No outro dia, enquanto procurava uma prenda para as trocas dos miúdos na escola (até 1,5€, a loucura!), fui a uma loja perto do trabalho que tem uma escadaria enorme lá dentro. Já ia a subir a escadas com as compras, rumo à caixa, quando percebi que para trás tinha deixado uma senhora já com alguma idade. Não podia fazer muito mais, mas ofereci-me para levar as compras dela. E ela olhou para mim e disse: “A menina ainda tem avós, de certeza. Já ninguém pensa muito nos velhos, mas quem tem algum que estime ainda se vai lembrando”. E eu partilhei com ela que, felizmente, ainda tenho três. E fiquei a saber o nome dos seus filhos, dos netos, onde mora, de onde é. Ganhei dois beijinhos e os maiores desejos de felicidades para os meus. Saí de lá e liguei aos meus avós de coração apertado – costumamos falar todas as noites, mas senti vontade de lhes dizer logo como são importantes para mim.
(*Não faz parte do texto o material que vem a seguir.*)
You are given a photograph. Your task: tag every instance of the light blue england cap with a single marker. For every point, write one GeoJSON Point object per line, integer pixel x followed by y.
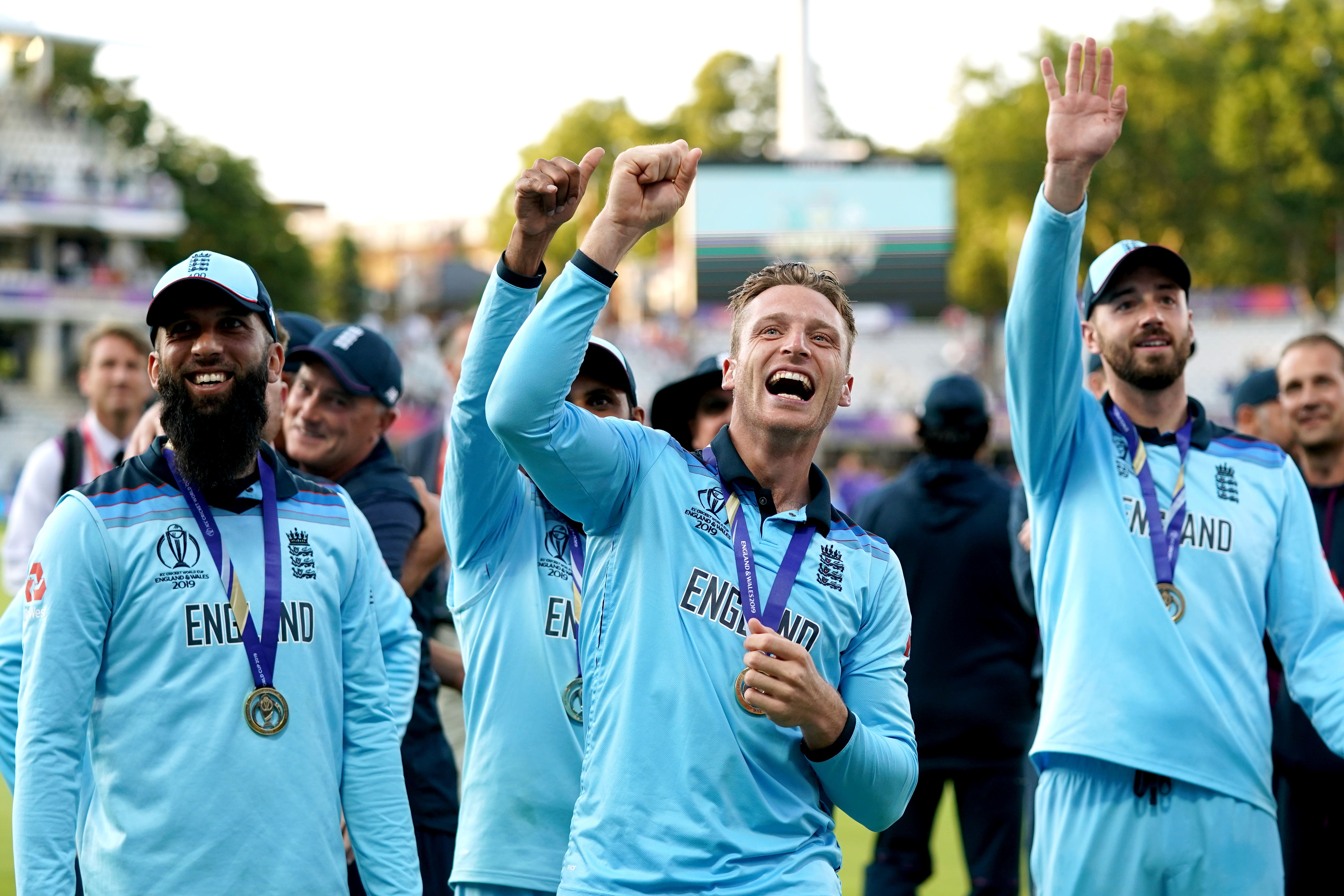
{"type": "Point", "coordinates": [217, 275]}
{"type": "Point", "coordinates": [1120, 260]}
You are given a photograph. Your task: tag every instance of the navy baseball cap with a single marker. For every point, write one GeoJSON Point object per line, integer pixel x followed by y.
{"type": "Point", "coordinates": [221, 276]}
{"type": "Point", "coordinates": [955, 403]}
{"type": "Point", "coordinates": [303, 330]}
{"type": "Point", "coordinates": [675, 403]}
{"type": "Point", "coordinates": [607, 365]}
{"type": "Point", "coordinates": [1257, 389]}
{"type": "Point", "coordinates": [1123, 258]}
{"type": "Point", "coordinates": [362, 361]}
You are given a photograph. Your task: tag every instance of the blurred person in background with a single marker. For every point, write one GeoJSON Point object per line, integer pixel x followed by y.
{"type": "Point", "coordinates": [517, 589]}
{"type": "Point", "coordinates": [1311, 778]}
{"type": "Point", "coordinates": [971, 648]}
{"type": "Point", "coordinates": [694, 410]}
{"type": "Point", "coordinates": [112, 377]}
{"type": "Point", "coordinates": [341, 405]}
{"type": "Point", "coordinates": [1259, 413]}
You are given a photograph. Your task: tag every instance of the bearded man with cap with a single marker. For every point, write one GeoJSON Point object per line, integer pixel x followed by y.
{"type": "Point", "coordinates": [694, 410]}
{"type": "Point", "coordinates": [517, 586]}
{"type": "Point", "coordinates": [202, 711]}
{"type": "Point", "coordinates": [342, 402]}
{"type": "Point", "coordinates": [1164, 548]}
{"type": "Point", "coordinates": [972, 644]}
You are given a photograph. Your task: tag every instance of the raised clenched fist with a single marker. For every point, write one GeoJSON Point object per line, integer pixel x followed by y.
{"type": "Point", "coordinates": [648, 186]}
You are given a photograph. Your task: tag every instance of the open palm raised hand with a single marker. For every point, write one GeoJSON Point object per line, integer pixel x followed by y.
{"type": "Point", "coordinates": [1085, 120]}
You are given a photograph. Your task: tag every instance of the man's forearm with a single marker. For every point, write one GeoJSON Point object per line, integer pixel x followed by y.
{"type": "Point", "coordinates": [1066, 184]}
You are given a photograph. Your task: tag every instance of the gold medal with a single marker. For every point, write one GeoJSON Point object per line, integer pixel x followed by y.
{"type": "Point", "coordinates": [573, 701]}
{"type": "Point", "coordinates": [740, 692]}
{"type": "Point", "coordinates": [1174, 600]}
{"type": "Point", "coordinates": [265, 711]}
São histórias pequeninas, de coisas corriqueiras, mas que me fizeram pensar. Que se aproveite o Natal para repensar os gestos, as atitudes, quem somos, mas que se leve tudo isso para o ano inteiro. Deixar um carro meter-se à estrada mesmo que não nos tenham feito o mesmo. Dar prioridade a quem a tem. Oferecer ajuda. E voltar a oferecer, mesmo que a primeira oferta tenha sido recusada. Oferecer o lugar nos transportes a quem mais precisa. Cumprimentar as pessoas. Reconhecer que neste ciclo da vida todos fazemos falta. Que a profissão, o dinheiro na conta e a roupa que vestimos não nos definem. Tratar tão bem o Diretor, quanto o Secretariado, a Equipa da Limpeza, o Motorista ou o Porteiro, porque a falta de um compromete o trabalho de todos.  Agradecer o que temos. Agradecer o que fazem por nós, por mais insignificante que nos pareça à primeira vista. Respeitar o outro, o seu trabalho e o seu espaço. Gritar o amor que sentimos. Ser melhores do que aqueles que criticamos. Gastar tempo com os outros. Fazer por estar presentes no que realmente importa. Lutar pelo que nos faz feliz e não por fazer os outros infelizes. Não criticar, muito menos quando não sabemos a história toda. Contar até 10 quando alguém faz alguma coisa que não gostamos em vez de responder de imediato com 10 pedras na mão. Ser justos. Ser pacientes. … Talvez algumas coisas sejam mais fáceis do que outras. Talvez levemos mais tempo a por algumas em prática do que outras. Mas não custa tentar, não custa começar. Quando vivi algumas destas situações lembrei-me daqueles vídeos que tantas vezes circulam por aqui, em que alguém faz uma boa ação e aquilo se transforma como uma bola de neve e as boas ações sucedem-se. Vamos lá fazer uma coisa destas na vida real. Tentemos ser um exemplo. Vamos lá contagiar os outros e transformar isto numa coisa melhor. Vamos lá começar nesta época de reflexão. Vamos lá começar hoje. Feliz Natal e um 2019 cheio de coisas boas.